L’historien a analysé cette crise à travers le prisme du temps, qu’il considère aujourd’hui profondément désorienté. « Le futur a perdu de son évidence », explique-t-il, soulignant que notre société s’enferme dans un présentisme, ou plutôt un présent envahissant et sans perspective, nourri par la communication instantanée et l’urgence permanente.

Nous sommes confrontés à une accumulation rapide de facteurs d’incertitude, amplifiés par les médias et les réseaux sociaux. Une spirale de menaces semble s’être déclenchée, que nos sociétés, prises entre urgence et contradictions, peinent à maîtriser, explique-t-il. «Face à cette incertitude généralisée, les inquiétudes augmentent, tout comme les prophètes de malheur et autres exploitants de l’angoisse».

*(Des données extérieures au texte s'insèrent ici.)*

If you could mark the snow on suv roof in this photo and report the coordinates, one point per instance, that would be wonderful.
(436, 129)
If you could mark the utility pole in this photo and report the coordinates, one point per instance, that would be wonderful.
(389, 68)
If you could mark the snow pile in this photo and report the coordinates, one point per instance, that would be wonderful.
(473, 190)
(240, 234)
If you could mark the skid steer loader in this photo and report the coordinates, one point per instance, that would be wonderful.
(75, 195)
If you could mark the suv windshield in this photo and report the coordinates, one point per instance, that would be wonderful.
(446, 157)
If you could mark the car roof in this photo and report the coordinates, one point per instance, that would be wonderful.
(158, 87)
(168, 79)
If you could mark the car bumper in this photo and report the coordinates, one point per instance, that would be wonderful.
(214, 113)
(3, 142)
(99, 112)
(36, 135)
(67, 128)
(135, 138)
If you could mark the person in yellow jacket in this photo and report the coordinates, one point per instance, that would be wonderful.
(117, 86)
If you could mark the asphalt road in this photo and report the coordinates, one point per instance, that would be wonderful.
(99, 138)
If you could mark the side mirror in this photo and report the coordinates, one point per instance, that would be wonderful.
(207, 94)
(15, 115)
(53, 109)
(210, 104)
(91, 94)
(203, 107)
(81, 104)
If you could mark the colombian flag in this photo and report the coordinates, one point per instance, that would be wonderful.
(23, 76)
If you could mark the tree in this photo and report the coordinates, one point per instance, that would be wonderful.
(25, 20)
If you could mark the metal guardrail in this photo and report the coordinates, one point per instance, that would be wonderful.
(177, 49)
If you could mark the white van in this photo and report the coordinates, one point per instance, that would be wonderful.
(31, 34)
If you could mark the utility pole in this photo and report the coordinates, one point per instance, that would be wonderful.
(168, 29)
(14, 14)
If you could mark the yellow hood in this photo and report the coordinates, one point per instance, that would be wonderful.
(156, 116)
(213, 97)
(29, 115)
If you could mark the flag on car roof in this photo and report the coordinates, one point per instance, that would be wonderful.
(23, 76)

La tyrannie du temps immédiat  

L’Anthropocène, désigné comme une nouvelle époque géologique, souligne que l’humanité est devenue une force géologique. Les actions humaines modifient la Terre de façon exponentielle depuis les années 1950. Présentisme et Anthropocène confrontent l’humanité à un passé immense (4,54 milliards d’années) et à un futur déjà menaçant, avec des extinctions massives possibles, alerte le conférencier.

« Ces temporalités dépassent notre capacité de représentation et nourrissent incertitude et inquiétude. Le présentisme provoque une première désorientation temporelle ; l’Anthropocène en ajoute une seconde. Cette accumulation de temporalités multiples est désormais la condition historique de nos sociétés ».

Le conférencier s’interroge : « Comment vivre dans l’Anthropocène ? Comment articuler les temporalités planétaires et celles du monde humain, souvent discordantes et contradictoires ? ». Selon lui, la coexistence d’un présentisme tantôt choisi, tantôt subi, les inégalités entre Nord et Sud et la gestion de l’urgence climatique génèrent de fortes tensions. Dans ce contexte, a-t-il ajouté, l’urbanisme et l’architecture doivent faire preuve de flexibilité, de modularité et d’adaptabilité.

Or, cette adaptation se heurte à une « tyrannie du temps immédiat », imposée par les technologies et l’intelligence artificielle, qui valorisent l’efficacité instantanée au détriment de la réflexion et du long terme. En invitant des figures de premier plan de la recherche et de la pensée mondiale,  Beït al-Hikma poursuit ainsi sa mission d’ouverture et de dialogue scientifique, offrant au public académique un moment privilégié de réflexion et d’échanges sur les enjeux contemporains.